Yinlong Xu, a Professor at the Chinese Academy of Agricultural Sciences also emphasised the need for indigenous knowledge systems, but he said they need to be linked with scientific knowledge for the sake of climate change adaptation. That done, he says Africa’s food security, among other nations, can improve, translating to better livelihoods. Linking tradition and science-based understanding of the multiple functions of agrobiodiversity, Yinlong said can raise local farmers’ awareness of environmental issues.
To attain food security and subsequently impact rural livelihoods positively, Africa has to act fast, as the World Bank Group admits that the 2018 Intergovernmental Panel on Climate Change (IPCC) special report delivered sobering news. The implications, the group’s Agriculture Global Note released in November notes, are especially dire for the world’s poor and undernourished as the impacts of warming are likely to be felt most prominently through agricultural and security challenges. Climate change is currently one of the greatest threats to human rights to life, health, food and an adequate standard of living of individuals and communities across the world.
To attain food security, some experts argue that access to energy is key.
“The development of agri-food value chains in emerging economies is challenged by restricted energy access. Energy is a service, it makes other things happen. In local communities it could be about enhancing farming,” said Dean Cooper, the Market Development Manager: Energy, at Smart Development Works.

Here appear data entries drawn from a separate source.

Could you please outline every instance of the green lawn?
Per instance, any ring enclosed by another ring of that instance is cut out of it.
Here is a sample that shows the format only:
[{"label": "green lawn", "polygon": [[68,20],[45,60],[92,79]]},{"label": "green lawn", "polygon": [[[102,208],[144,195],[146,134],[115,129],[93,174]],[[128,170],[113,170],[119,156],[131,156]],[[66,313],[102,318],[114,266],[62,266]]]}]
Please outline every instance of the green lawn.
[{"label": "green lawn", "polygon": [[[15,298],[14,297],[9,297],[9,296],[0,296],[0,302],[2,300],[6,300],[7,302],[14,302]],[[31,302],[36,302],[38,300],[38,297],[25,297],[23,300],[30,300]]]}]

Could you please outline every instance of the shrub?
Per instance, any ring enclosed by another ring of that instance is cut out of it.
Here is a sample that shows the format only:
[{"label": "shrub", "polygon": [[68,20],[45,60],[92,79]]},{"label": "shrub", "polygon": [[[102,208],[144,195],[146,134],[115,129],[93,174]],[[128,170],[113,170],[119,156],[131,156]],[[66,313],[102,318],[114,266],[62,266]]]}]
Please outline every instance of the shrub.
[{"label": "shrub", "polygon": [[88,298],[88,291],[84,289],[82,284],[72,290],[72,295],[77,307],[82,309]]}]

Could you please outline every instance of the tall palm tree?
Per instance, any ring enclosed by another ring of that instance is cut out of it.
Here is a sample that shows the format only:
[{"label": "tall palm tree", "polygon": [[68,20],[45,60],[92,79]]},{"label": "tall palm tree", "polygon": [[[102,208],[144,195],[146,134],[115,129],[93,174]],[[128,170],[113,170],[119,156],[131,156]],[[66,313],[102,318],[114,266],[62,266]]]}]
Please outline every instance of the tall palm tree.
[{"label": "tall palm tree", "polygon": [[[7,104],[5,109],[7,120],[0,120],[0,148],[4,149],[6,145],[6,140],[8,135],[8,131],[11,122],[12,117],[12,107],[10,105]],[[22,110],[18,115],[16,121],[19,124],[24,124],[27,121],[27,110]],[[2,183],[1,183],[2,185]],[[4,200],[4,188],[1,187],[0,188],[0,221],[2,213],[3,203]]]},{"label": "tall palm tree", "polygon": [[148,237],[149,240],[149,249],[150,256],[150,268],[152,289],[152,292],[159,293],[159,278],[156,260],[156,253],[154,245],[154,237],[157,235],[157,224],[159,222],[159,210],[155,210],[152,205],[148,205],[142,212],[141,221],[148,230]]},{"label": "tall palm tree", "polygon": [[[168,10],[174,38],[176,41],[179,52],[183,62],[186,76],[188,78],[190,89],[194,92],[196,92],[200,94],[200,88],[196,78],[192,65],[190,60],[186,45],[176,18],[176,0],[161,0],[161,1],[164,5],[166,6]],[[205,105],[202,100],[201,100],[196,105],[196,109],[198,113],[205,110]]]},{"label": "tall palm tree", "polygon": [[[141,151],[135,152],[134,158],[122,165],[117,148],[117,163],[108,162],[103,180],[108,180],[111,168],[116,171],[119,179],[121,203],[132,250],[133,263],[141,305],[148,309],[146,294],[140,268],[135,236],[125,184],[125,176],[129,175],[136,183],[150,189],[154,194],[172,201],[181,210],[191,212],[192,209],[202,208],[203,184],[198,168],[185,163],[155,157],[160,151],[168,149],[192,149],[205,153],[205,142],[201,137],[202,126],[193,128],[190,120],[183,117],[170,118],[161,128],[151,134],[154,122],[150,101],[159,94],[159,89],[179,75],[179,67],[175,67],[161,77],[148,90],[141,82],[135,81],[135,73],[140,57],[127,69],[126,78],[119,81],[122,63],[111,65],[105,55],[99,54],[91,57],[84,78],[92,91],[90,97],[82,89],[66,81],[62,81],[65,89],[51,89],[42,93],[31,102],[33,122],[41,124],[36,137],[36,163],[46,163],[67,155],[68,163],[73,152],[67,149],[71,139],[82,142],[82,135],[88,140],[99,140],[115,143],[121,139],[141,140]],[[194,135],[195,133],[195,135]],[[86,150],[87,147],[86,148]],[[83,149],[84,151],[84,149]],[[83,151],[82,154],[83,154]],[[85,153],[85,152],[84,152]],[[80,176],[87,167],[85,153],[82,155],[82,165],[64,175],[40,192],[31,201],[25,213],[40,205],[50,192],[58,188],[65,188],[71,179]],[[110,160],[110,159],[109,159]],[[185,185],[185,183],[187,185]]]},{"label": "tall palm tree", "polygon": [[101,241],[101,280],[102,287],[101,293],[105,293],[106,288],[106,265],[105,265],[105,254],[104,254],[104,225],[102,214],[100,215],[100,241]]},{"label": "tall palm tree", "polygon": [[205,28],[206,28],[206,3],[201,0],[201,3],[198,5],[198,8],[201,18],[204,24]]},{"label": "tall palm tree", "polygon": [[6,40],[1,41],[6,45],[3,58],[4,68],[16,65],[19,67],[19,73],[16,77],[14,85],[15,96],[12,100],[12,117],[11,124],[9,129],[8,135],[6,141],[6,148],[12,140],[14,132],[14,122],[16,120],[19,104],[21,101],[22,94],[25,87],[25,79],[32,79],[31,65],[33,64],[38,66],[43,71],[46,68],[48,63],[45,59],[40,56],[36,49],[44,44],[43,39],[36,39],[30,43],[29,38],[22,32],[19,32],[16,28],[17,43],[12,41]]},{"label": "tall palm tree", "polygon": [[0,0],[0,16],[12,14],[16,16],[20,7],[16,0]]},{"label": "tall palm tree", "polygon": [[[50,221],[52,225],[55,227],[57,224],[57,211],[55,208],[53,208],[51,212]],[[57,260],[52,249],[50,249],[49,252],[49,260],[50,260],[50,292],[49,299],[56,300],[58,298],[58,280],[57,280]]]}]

To improve the overall energy and emission balance of agricultural systems, Dean asserts that food productivity per hectare must increase, while the carbon footprint is reduced. “Reliable access to energy and water resources, particularly in remote areas, can fundamentally change livelihood prospects, increasing agricultural productivity and food security,” shared Dean.
As food demands increase, Dean’s not-for-profit international development organisation, working in agriculture, renewable energy and water, sanitation and hygiene called SNV, founded in Netherlands in 1965, suggests that meeting the basic needs in rural areas and addressing the increased urban demand for energy-intensive foods like meat and vegetables will increase the energy demand in the agriculture value chain.
This, SNV purports can be addressed through pro-active interventions such as the use of energy efficient technologies and clean technology used for primary production technologies such as water pumping, heating, cooling, processing, conveyance, and field mechanisation. Greenhouses, rainwater harvest, drip irrigation and fertigation systems, or certain crop choices, SNV cites, allow for more efficient water, energy and fertiliser management. This improved resource management, Dean says, increases the technical and financial feasibility of any clean energy investment, also making the agricultural system more resilient to the effects of climate change.
In African countries like Uganda, Zimbabwe, Kenya, Ethiopia, and Rwanda, SNV is involved in projects ranging from biomass mini-grids, solar mini-grids, and national biogas programmes that support women’s cooperatives, to cite a few beneficiaries.